Note that I did not read all the articles that were linked, and therefore cannot be entirely certain that ChatGPT accurately represented their content. What I did do, however, was read the articles that made claims I specifically wanted to highlight in the blog - in particular, that asking the AI to pose follow-up questions to the user yields better results.
My wife also ran a search with “deep research”, and the question she wanted answered was of a more local nature:
“Find out who has lived in (our neighbourhood) in (our village) since 1905 and what they worked with.”
She got a fairly good answer that described our house and the neighbouring houses. However, she got an unpleasant surprise when she checked the sources - one of them was a website formerly known as “Radio Islam”. Wikipedia describes the website as follows:
“Radio Islam was a Swedish community radio channel and media venture launched in 1987 by Ahmed Rami.[1] The channel gained international attention for its grossly antisemitic content, which prompted several police investigations and prosecutions.[2][3][4] Two of these led to convictions of its responsible publisher for incitement against an ethnic group.[1][5] The radio channel was eventually shut down in 1997, but parts of its operations continued on its website and on social media.[1][6]”
When asked whether the site is a reliable source, ChatGPT itself says:
“No, (the website address) is not a reliable source. The website, formerly known as Radio Islam, has a history of spreading antisemitic content and denying the Holocaust. It has been described as one of the most radical far-right antisemitic websites on the internet.
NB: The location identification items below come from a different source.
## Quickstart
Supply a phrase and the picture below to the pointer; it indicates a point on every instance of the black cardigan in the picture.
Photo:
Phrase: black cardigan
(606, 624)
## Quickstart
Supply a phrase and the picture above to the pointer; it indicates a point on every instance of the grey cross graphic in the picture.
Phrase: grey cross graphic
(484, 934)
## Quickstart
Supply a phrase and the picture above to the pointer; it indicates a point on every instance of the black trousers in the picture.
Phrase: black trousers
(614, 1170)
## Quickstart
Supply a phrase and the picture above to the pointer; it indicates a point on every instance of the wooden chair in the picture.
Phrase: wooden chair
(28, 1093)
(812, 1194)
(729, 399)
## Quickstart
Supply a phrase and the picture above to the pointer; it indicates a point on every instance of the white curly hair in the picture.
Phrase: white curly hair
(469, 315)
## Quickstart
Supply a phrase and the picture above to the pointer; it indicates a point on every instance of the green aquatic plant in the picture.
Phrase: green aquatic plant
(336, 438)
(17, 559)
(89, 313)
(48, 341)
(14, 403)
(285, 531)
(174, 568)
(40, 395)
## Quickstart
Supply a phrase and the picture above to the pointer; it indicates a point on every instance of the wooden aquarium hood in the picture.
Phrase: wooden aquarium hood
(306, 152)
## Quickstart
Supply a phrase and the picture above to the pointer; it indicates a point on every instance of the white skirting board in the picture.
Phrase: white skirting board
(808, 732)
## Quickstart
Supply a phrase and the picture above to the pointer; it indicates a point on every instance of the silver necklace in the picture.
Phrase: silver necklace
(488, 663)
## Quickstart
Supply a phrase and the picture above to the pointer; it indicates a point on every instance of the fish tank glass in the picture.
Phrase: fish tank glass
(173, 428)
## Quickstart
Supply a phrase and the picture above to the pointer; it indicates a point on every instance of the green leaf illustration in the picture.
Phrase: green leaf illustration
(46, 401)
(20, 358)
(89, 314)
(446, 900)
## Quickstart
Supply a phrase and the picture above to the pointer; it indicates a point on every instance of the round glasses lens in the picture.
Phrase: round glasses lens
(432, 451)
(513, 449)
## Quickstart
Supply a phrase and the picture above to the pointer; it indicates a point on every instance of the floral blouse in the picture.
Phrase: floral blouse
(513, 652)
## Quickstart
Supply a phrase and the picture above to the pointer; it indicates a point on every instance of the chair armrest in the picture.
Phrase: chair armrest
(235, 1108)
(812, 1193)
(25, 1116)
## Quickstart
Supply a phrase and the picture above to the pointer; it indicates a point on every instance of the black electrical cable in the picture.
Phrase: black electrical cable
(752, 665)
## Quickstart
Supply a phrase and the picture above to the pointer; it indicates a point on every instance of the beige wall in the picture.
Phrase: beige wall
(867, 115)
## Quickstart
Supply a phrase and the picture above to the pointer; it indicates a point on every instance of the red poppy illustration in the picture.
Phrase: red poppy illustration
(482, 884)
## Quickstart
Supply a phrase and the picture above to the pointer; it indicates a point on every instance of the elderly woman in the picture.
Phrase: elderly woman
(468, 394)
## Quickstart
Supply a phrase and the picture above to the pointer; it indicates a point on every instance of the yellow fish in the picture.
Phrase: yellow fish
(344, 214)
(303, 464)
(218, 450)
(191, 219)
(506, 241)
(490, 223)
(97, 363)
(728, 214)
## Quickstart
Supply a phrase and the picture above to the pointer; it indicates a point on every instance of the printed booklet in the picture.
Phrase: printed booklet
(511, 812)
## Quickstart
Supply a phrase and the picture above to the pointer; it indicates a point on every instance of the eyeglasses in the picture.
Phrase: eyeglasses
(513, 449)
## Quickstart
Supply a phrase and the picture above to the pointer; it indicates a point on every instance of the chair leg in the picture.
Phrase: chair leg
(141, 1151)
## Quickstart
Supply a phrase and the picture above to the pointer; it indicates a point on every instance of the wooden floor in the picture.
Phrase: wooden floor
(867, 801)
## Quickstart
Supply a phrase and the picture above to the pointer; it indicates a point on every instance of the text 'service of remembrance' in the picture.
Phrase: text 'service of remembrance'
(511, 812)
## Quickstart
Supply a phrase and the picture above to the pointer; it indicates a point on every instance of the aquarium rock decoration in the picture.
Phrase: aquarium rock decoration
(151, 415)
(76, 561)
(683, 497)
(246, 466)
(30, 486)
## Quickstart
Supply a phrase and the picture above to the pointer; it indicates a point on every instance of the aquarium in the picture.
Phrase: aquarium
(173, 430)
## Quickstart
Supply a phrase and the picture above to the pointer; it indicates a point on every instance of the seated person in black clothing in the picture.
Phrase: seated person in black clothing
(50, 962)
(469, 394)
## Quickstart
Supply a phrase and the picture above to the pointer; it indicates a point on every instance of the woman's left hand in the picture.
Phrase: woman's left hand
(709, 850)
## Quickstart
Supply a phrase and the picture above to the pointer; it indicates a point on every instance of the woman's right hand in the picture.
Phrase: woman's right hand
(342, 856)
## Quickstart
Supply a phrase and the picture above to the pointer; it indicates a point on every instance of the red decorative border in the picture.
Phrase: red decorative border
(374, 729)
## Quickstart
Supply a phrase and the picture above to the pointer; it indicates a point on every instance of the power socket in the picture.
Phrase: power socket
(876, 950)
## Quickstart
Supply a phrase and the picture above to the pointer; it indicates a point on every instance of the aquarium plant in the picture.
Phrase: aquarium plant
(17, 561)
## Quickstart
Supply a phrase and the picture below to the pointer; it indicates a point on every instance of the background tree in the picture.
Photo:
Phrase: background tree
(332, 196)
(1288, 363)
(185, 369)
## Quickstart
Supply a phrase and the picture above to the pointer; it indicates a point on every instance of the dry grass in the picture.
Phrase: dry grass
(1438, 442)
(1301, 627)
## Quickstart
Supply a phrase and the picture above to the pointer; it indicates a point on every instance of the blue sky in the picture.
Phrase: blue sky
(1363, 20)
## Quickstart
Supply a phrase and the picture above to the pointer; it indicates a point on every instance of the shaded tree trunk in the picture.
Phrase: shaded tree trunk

Its founder, Ahmed Rami, has been convicted of incitement against an ethnic group in Sweden. Information from this source should therefore be regarded with great scepticism.”
How did this happen?
The reason the site was included in the results at all was that one of our neighbouring houses was built by a man from a well-known family of Jewish descent. The sources for this were texts from smaller, local websites run by local heritage associations and Wikipedia. The house was later inherited by his daughter, which was referenced via a page on Radio Islam titled “Jewish influence over economic life in Sweden”.
The report presented by ChatGPT did not contain any antisemitic language, and the facts it presented (the name of the daughter and her fiance) appear to be correct.
However, there is every reason to find it objectionable that the “deep research” feature (as it stands today) selects sources without filtering out ones that, to use ChatGPT’s own description, are “one of the most radical far-right antisemitic websites on the internet” and which it further urges me to “regard with great scepticism”.
So how should a regular user regard and use “deep research”?
When it works well, it is a tremendously valuable feature that can find and summarise information quickly.
It is evident that the feature has no real source criticism, and it is therefore important for the user to both review which sources are being used, and to read through the sources themselves to ensure that the generated report is based on sound, reliable sources, and that those sources actually say what the report claims they do.
Finally, I want to take the opportunity to state something that is hopefully obvious, which is that I detest antisemitism, and I firmly distance myself from antisemitic websites, radio channels and other material.